Confira a segunda parte da entrevista com o professor de Bioética da PUC-Paraná, Anor Sganzerla, graduado em Teologia, mestre e doutor em Filosofia, sobre os 20 anos da Carta Encíclica Envagelium Vitae, do papa São João Paulo II.

Leia também: 20 anos da Encíclica Evangelium Vitae do papa São João Paulo II - 1ª parte

Foto de: Reprodução

Papa crianca

Ao reduzir a natureza a uma fonte de “energia”
e o próprio homem a um “objeto”, a proposta
de salvação se converteu em perigo.

A12 - Como a Encíclica qualifica o termo “dignidade da vida humana”?

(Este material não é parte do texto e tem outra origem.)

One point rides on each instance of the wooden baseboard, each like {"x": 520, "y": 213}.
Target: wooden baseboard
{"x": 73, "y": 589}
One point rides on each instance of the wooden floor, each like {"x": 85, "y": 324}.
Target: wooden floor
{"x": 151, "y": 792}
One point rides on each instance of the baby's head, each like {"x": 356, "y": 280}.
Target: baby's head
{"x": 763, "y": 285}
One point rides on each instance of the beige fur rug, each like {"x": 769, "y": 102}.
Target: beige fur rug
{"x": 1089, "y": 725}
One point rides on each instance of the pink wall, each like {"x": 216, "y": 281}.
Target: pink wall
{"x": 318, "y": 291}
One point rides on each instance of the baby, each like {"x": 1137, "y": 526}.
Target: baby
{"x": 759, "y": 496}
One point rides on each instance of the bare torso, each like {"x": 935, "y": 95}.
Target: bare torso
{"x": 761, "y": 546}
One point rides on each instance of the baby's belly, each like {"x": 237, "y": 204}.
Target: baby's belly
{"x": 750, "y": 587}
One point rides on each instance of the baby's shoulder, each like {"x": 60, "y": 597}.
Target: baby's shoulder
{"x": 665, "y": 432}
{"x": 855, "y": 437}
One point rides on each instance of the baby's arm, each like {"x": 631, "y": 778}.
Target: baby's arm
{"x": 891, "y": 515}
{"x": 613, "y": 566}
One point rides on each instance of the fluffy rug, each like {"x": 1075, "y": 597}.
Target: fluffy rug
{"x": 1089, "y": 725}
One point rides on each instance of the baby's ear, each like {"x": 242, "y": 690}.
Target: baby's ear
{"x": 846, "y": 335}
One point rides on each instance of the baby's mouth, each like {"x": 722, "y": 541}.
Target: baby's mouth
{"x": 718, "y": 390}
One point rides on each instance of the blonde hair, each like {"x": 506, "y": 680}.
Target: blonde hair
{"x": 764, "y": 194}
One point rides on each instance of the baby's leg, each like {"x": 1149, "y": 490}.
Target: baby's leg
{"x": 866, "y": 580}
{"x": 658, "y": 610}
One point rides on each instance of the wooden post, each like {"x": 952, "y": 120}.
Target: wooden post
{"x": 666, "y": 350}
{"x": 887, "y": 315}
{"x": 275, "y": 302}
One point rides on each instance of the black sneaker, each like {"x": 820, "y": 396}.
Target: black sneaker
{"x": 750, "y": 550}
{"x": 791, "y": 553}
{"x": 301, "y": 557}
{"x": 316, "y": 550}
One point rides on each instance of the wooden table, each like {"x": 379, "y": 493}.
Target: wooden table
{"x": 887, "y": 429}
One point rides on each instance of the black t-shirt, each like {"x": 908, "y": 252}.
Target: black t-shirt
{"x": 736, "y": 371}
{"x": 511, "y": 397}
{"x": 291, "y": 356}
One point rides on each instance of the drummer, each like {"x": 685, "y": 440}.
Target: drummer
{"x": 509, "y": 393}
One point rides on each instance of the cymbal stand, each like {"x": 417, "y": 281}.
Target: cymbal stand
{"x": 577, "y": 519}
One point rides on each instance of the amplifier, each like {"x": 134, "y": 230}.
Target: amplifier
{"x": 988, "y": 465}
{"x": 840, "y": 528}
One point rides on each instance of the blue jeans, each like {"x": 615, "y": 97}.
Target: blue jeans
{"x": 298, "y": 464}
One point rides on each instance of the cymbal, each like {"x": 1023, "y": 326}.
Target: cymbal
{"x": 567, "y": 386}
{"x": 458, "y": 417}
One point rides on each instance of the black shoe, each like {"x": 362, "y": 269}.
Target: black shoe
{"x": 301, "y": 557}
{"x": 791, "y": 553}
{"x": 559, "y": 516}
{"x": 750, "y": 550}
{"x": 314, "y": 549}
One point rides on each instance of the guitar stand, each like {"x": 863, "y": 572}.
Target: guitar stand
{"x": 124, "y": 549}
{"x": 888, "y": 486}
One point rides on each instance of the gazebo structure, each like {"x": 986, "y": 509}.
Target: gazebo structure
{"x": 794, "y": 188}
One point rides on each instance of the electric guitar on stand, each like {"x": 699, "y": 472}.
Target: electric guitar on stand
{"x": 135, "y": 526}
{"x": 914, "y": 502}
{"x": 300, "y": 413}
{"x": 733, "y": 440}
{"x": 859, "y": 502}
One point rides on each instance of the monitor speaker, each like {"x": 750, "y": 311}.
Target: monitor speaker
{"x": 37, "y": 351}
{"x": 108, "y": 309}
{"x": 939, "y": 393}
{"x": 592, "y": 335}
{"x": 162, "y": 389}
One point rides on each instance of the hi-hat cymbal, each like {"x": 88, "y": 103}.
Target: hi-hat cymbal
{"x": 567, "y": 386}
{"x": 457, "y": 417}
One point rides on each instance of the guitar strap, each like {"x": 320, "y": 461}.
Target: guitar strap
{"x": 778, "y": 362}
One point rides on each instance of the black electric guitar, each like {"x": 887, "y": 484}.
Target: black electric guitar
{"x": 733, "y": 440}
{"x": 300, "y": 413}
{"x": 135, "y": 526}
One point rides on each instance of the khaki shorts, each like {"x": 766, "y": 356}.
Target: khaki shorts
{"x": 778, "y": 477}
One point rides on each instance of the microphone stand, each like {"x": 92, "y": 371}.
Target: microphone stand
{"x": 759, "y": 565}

Sganzerla - A objeção moral ao melhoramento da vida humana através da manipulação genética, em vista de produzir uma humanidade “perfeita”, vai além da usurpação da liberdade, pois se trata de um impulso humano pelo controle do mistério, ignorando o devido respeito a tudo o que é um fim em si mesmo, isto é: a tudo o que é vivo. Além disso, essa forma de pensar nos desqualifica para aceitarmos outras pessoas com suas limitações e deficiências, “pois a vida passa a ser concebida como digna somente a partir de certas condições” (EV, p. 30), promovendo uma cultura da intolerância. A esperança presente nesse mistério, torna-se o alimento à nossa sobrevivência para o vir-a-ser do próprio eu, e também para que o homem possa continuar sendo humano. O desejo de controle e de domínio do homo faber impede de reconhecer que a vida se constrói e se reconstrói a todo o momento.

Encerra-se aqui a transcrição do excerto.